I run Kerri Sayer - we went to Scarborough State School together. We knew each other were in Kyoto - thanks FB - but what are the chances of bumping into each other. We quickly trade travel tips and must-dos and we're on our way.

While we've stepped out 15 kms today and some of it up a decent hill - we walk home and soak up a Monday eveing in Kyoto. We find a soba restaurant not far from home. The decor is traditional and wodden with a mixture of tourists and locals. It's cold outside and Jules orders some sake to warm her up. It's served up in a pottery vase and a sipping bowl. Her first sip produces a gasp and I can see she won't be finishing this alone. The first sip does taste like pure alcohol but every sip reveals more flavour and by the 3rd bowl I'm starting to enjoy it and it has both our bellies warm.

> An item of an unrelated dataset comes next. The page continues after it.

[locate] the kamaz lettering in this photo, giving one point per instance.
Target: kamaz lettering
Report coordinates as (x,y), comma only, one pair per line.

A chef makes the soba onsite and it is a delicious combination of broth and noodle. Jules and I have tempura prawns on top and Deaks gets a vegetable soba that requires assembly. Millsy has the fried chicken and Japanese omelette which we all sample. Delicious!

We walk home using the Kyoto tower for navigation. We chat as we pass the august Higashihonganji Temple and drop into a FamilyMart for a six pack of sliced bread, 2 cans of Kirin and some Japanese chocolates for dessert.

Rain and a max of 13' is forecast for tomorrow. Might be an indoor day.